Date of Award

Summer 2018

Document Type

Dissertation

Degree Name

Doctor of Philosophy (PhD)

Department

History

First Advisor

Marten, James

Second Advisor

Jablonsky, Thomas J.

Third Advisor

Avella, Steven M.

Abstract

Historians have periodized the last decade of the nineteenth and first two decades of the twentieth centuries as the Progressive Era.The Era is characterized by booming industrialization, unregulated corporate capitalism, rapid urbanization, and immigration from countries other than northern Europe. These developments unleashed an explosion of reforms intended to solve the social problems that emanated from these unsettling developments. Reformers beseeched the courts and state and national legislatures to regulate banks and big businesses. Urban reformers and liberal religious leaders established settlement houses to uplift immigrants morally and socially. Other reformers espoused religious or secular communitarian philosophies to dignify labor, or to provide model communities that others could emulate.This is a case study of one such communitarian model, founded on conservative Protestant principles and intended to be an industrial city that would attract Christians to live, to work, and to prosper. Founder John Alexander Dowie developed a physical environment that encompassed many of the progressive priorities of the era, such as orderly neighborhoods, parks, and playgrounds. City ordinances forbad alcohol and other vices inherent in urban centers.
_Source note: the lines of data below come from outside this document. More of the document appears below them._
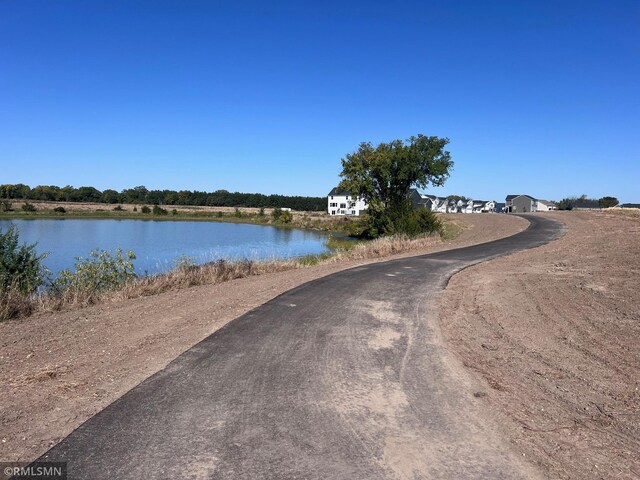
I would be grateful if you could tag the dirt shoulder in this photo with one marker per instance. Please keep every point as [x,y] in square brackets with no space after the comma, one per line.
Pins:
[59,369]
[551,336]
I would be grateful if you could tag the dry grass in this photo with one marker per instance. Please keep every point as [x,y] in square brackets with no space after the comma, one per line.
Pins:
[13,305]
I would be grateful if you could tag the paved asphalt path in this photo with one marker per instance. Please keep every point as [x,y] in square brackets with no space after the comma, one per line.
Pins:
[341,378]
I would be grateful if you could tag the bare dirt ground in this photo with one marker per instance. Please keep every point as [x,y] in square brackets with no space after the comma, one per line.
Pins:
[552,336]
[59,369]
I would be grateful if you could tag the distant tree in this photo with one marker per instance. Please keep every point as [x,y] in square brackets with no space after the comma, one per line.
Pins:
[383,176]
[110,196]
[157,210]
[607,202]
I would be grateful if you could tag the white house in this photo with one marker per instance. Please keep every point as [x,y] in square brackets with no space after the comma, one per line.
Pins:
[341,202]
[526,203]
[484,206]
[444,205]
[546,206]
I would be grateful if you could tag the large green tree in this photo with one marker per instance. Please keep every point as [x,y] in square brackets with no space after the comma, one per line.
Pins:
[384,175]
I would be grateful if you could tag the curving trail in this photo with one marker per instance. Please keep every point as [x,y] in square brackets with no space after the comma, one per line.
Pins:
[343,377]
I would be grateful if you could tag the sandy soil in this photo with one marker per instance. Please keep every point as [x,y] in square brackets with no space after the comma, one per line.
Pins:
[59,369]
[552,336]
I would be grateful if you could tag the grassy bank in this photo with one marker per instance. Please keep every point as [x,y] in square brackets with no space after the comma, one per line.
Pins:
[318,221]
[187,275]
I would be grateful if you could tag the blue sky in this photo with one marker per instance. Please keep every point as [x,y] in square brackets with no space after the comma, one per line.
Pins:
[537,97]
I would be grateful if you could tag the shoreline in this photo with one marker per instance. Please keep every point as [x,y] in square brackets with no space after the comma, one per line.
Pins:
[60,368]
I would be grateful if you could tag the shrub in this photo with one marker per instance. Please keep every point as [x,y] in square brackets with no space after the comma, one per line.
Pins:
[101,271]
[157,210]
[21,268]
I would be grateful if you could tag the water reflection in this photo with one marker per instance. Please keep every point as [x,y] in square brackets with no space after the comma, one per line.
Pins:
[159,244]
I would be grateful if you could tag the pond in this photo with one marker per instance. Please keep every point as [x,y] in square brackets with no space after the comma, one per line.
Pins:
[159,244]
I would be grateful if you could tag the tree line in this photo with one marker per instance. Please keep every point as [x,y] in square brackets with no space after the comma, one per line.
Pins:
[141,195]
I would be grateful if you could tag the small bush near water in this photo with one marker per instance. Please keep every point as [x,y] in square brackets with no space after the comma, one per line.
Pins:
[21,274]
[100,272]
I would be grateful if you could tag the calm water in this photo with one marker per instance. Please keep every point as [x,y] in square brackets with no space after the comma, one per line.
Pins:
[158,244]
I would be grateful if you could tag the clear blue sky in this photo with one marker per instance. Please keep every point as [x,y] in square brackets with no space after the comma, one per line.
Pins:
[537,97]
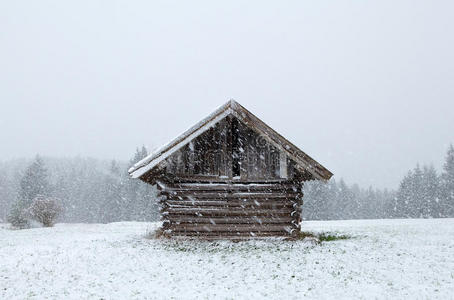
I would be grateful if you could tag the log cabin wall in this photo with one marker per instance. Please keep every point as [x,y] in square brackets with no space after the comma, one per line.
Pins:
[230,210]
[230,176]
[230,182]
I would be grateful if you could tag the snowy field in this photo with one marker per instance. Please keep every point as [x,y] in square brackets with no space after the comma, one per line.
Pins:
[412,259]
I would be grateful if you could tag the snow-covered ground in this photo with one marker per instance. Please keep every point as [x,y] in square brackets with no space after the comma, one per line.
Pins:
[411,259]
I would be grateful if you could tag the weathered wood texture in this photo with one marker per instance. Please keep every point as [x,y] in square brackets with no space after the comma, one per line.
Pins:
[230,150]
[232,210]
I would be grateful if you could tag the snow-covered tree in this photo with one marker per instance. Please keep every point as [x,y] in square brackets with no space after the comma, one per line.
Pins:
[45,210]
[33,183]
[447,184]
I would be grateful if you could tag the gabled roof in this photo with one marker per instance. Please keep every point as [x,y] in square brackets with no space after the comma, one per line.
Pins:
[302,160]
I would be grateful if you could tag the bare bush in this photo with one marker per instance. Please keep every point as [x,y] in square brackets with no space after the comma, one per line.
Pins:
[45,210]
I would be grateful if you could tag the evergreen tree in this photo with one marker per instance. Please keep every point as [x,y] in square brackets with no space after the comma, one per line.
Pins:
[33,183]
[447,184]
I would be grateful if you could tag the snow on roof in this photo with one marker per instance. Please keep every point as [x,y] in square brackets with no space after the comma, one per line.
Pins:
[232,107]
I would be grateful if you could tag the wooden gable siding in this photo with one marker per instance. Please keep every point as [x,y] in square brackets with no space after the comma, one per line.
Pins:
[229,150]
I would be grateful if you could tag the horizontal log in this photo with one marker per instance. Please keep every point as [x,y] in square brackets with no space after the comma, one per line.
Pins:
[226,195]
[228,235]
[228,220]
[232,228]
[232,203]
[231,187]
[229,211]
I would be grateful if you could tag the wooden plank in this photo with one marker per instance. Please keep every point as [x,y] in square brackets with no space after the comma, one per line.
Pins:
[227,212]
[229,220]
[232,186]
[236,195]
[231,203]
[229,228]
[228,235]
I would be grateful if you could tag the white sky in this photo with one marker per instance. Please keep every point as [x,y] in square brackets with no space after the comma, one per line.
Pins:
[364,87]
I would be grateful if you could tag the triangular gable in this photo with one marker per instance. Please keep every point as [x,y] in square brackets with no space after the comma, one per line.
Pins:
[302,160]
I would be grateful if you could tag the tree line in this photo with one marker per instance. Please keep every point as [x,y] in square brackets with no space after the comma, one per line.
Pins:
[97,191]
[422,193]
[89,190]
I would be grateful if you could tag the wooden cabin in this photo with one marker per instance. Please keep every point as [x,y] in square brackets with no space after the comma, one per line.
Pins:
[230,176]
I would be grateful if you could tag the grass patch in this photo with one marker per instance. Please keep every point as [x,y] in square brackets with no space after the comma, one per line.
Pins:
[321,237]
[329,237]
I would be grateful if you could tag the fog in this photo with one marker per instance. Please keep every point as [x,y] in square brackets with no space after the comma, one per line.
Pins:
[365,88]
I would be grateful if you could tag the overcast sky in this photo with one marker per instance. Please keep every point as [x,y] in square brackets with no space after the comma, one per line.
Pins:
[364,87]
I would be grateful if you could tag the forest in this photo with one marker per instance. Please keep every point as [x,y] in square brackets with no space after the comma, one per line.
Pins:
[99,191]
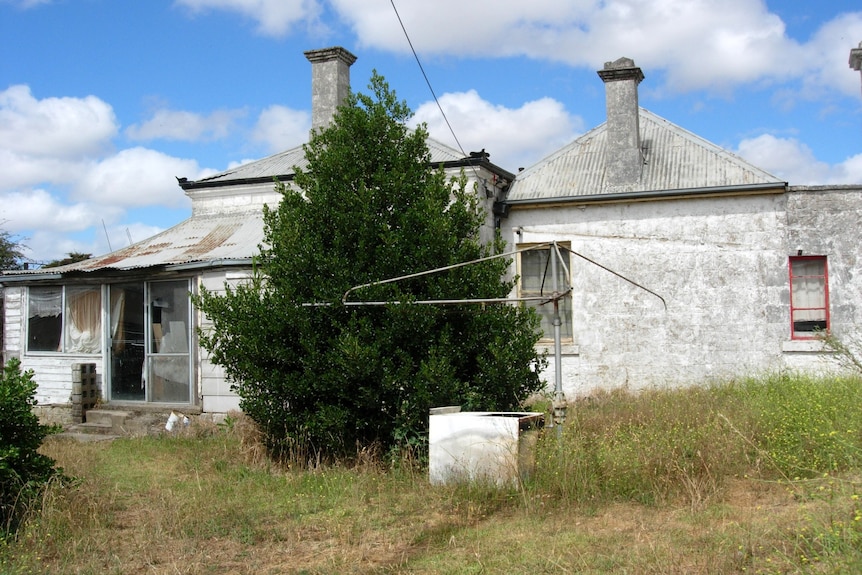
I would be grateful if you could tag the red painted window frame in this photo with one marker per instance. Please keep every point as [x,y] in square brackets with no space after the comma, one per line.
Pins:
[825,276]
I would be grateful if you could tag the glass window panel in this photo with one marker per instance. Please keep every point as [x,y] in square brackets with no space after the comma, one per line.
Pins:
[44,319]
[536,279]
[808,296]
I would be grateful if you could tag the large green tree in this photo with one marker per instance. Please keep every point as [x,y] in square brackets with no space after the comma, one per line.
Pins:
[322,376]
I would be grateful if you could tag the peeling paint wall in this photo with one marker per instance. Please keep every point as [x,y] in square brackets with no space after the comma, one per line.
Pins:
[720,263]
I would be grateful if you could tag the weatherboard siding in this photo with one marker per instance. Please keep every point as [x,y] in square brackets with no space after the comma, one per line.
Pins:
[216,394]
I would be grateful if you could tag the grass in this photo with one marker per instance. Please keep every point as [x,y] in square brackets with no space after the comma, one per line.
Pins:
[752,476]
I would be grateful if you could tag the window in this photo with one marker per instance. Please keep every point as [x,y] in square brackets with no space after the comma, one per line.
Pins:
[536,280]
[64,319]
[809,296]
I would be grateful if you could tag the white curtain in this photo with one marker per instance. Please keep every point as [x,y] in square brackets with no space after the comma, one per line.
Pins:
[83,319]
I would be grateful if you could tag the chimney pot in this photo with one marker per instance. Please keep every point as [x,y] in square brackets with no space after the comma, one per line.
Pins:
[624,161]
[330,83]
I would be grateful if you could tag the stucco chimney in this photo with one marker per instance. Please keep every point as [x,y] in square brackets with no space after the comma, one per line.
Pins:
[856,58]
[330,83]
[624,157]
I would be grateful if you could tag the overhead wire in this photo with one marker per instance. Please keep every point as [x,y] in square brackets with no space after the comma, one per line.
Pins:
[428,82]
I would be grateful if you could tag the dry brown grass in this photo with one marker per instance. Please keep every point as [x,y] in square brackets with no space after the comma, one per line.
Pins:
[206,503]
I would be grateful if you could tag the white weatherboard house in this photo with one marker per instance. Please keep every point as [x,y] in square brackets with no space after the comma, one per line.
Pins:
[750,268]
[129,312]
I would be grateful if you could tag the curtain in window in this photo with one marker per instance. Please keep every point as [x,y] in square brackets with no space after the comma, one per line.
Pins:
[83,320]
[44,319]
[118,306]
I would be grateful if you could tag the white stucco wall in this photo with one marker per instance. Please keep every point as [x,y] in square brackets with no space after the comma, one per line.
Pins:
[721,264]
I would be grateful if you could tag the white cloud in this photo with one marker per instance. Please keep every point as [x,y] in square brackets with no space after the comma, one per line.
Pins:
[281,128]
[515,138]
[826,66]
[712,44]
[185,126]
[54,127]
[138,177]
[794,162]
[25,4]
[37,208]
[274,17]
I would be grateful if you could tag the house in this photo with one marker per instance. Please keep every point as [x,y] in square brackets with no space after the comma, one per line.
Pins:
[128,313]
[748,268]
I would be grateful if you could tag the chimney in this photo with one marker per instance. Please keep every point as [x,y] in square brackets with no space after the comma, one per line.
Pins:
[856,58]
[330,83]
[624,158]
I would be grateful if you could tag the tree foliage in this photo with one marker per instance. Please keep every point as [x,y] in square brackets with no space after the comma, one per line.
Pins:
[23,470]
[11,254]
[370,207]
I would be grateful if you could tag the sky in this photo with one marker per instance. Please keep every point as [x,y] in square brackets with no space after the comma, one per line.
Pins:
[103,104]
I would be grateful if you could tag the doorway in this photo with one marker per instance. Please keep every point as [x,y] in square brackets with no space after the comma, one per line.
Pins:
[149,334]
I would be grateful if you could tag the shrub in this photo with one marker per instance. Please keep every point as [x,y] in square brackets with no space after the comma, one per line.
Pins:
[23,470]
[320,377]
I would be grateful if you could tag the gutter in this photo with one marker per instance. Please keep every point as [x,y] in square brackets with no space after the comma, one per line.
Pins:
[227,181]
[746,189]
[209,264]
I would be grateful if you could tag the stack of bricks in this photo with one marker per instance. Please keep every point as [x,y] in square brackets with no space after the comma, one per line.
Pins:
[85,390]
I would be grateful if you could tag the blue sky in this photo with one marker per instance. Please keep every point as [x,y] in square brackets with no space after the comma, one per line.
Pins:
[104,103]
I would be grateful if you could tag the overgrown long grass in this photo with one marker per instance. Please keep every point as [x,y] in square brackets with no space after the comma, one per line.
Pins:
[754,476]
[666,446]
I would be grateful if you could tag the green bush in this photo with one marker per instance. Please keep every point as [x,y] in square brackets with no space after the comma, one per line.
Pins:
[23,470]
[321,377]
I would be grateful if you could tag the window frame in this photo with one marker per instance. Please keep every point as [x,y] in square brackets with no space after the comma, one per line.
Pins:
[797,334]
[566,315]
[64,341]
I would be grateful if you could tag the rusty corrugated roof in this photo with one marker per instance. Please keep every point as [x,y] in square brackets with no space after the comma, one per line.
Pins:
[201,238]
[674,159]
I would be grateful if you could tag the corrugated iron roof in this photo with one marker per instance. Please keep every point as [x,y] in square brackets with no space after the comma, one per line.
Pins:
[284,163]
[198,239]
[674,159]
Within a few years, Dowie was forced into bankruptcy, and died shortly thereafter. Progressive members of his congregation emerged to re-create the city as a modern, yet moral industrial city. In spite of their progressive vision, their success was thwarted by a powerful antagonist whose goal was to return the city to a conservative theocracy.Using multiple regional newspapers, trade journals, magazines, and institutional records, this project analyzes the strong progressive elements evident in the physical layout of the city and the labors of progressive businessmen who worked to advance the benefits of the city to industrialists, and to connect the city to the burgeoning Chicago market while maintaining the moral precepts vital to the era, and central to their own faith, assumptions, and values.